15th Sunday After Trinity (15) Devil

The New Testament reading for the fifteenth Sunday after Trinity reminds us that we cannot serve two masters, God and mammon, while the Collect for the day speaks of our frailty and aptness to “fall”. Mammon represents a slavishness to money and to material wealth in the pursuit of which men willingly forfeit their freedom. It is in this sense – most aptly described in Meditations on the Tarot – that we are to consider the arcanum of the (15) Devil this week:

The Card does not suggest the metaphysics of evil, but rather an eminently practical lesson as to how it happens that beings can forfeit their freedom and become slaves of a monstrous entity which makes them degenerate by rendering them similar to it.

The theme of the fifteenth Arcanum of the Tarot is one of the generation of demons and of the power that they have over those who generate them. It is the Arcanum of the creation of artificial beings and of the slavery into which the creature can fall – becoming a slave of his own creation.

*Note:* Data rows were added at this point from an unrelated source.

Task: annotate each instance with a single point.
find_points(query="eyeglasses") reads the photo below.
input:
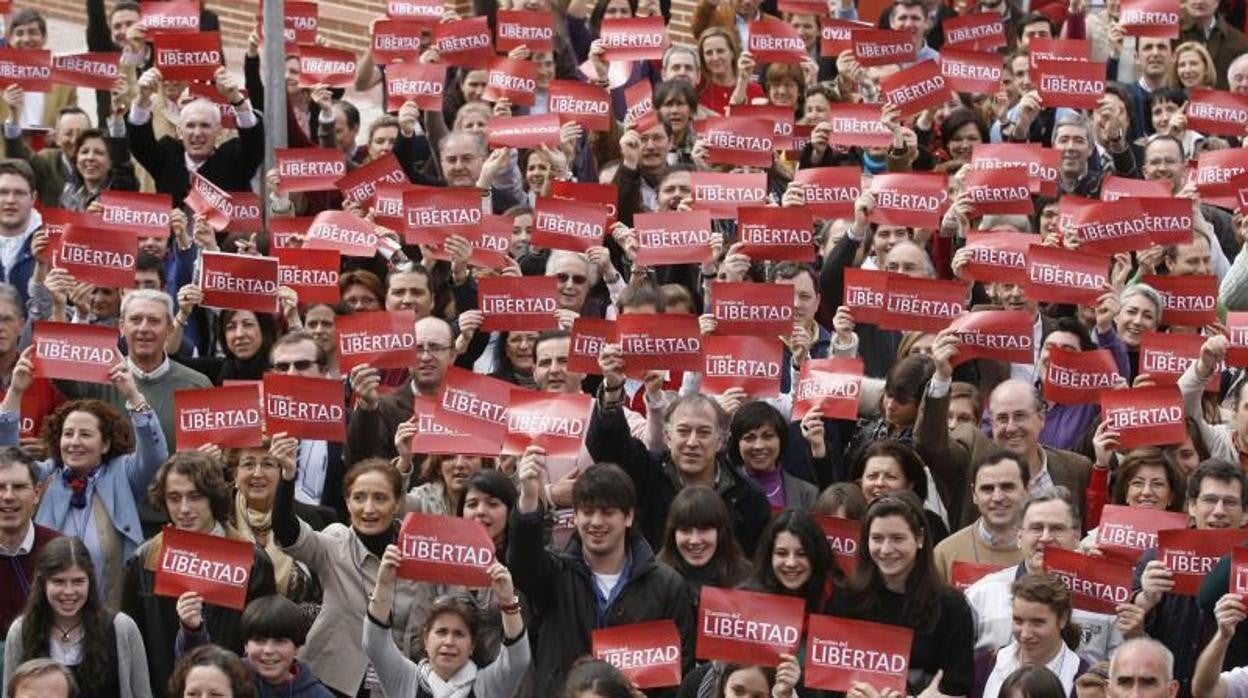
(301, 365)
(431, 349)
(578, 279)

Mediations on the Tarot, p. 404

The generation of demons occurs when thoughts are emotionalized to a high degree by the subconscious mind, as expressed by Job in the Old Testament Reading for today. In The Miracle of Mind Dynamics J. Murphy writes,

Thoughts which are emotionalized are dramatized into experience by the subconscious mind. The subconscious mind takes a great fear as a request and manifests it on the screen of space. What we sow we surely reap.

J. Murphy, The Miracle of Mind Dynamics, p. 48

The Collect

Keep, we beseech thee, O Lord, thy Church with thy perpetual mercy; and, because the frailty of man without thee cannot but fall, keep us ever by thy help from all things hurtful, and lead us to all things profitable to our salvation; through Jesus Christ our Lord. Amen.

Book of Common Prayer

Old Testament Reading

The thing which I greatly feared is come upon me, and that which I was afraid of is come unto me.

Job 3: 25

New Testament Reading

No man can serve two masters: for either he will hate the one, and love the other; or else he will hold to the one, and despise the other. Ye cannot serve God and mammon. Therefore I say unto you, Take no thought for your life, what ye shall eat, or what ye shall drink; nor yet for your body, what ye shall put on. Is not the life more than meat, and the body than raiment? Behold the fowls of the air: for they sow not, neither do they reap, nor gather into barns; yet your heavenly Father feedeth them. Are ye not much better than they? Which of you by taking thought can add one cubit unto his stature? And why take ye thought for raiment? Consider the lilies of the field, how they grow; they toil not, neither do they spin: And yet I say unto you, That even Solomon in all his glory was not arrayed like one of these.

Matthew 6: 24-29

Notes: No Gloria is said after the Old Testament reading today. It is, as it were, a negative reading, that is, not something to be followed but to be avoided. It is answered by the last verse of the New Testament reading, “Consider the lilies…” (after which the Gloria may be chanted.)

An icon is to be placed above the liturgical tarot so that we may avert our eyes from the fifteenth arcana when in prayer.

Liturgical Affirmation

Ego sum lux mundi;

non potesti Deo servire et mammonae.

I am the light of the world; ye cannot serve God and mammon.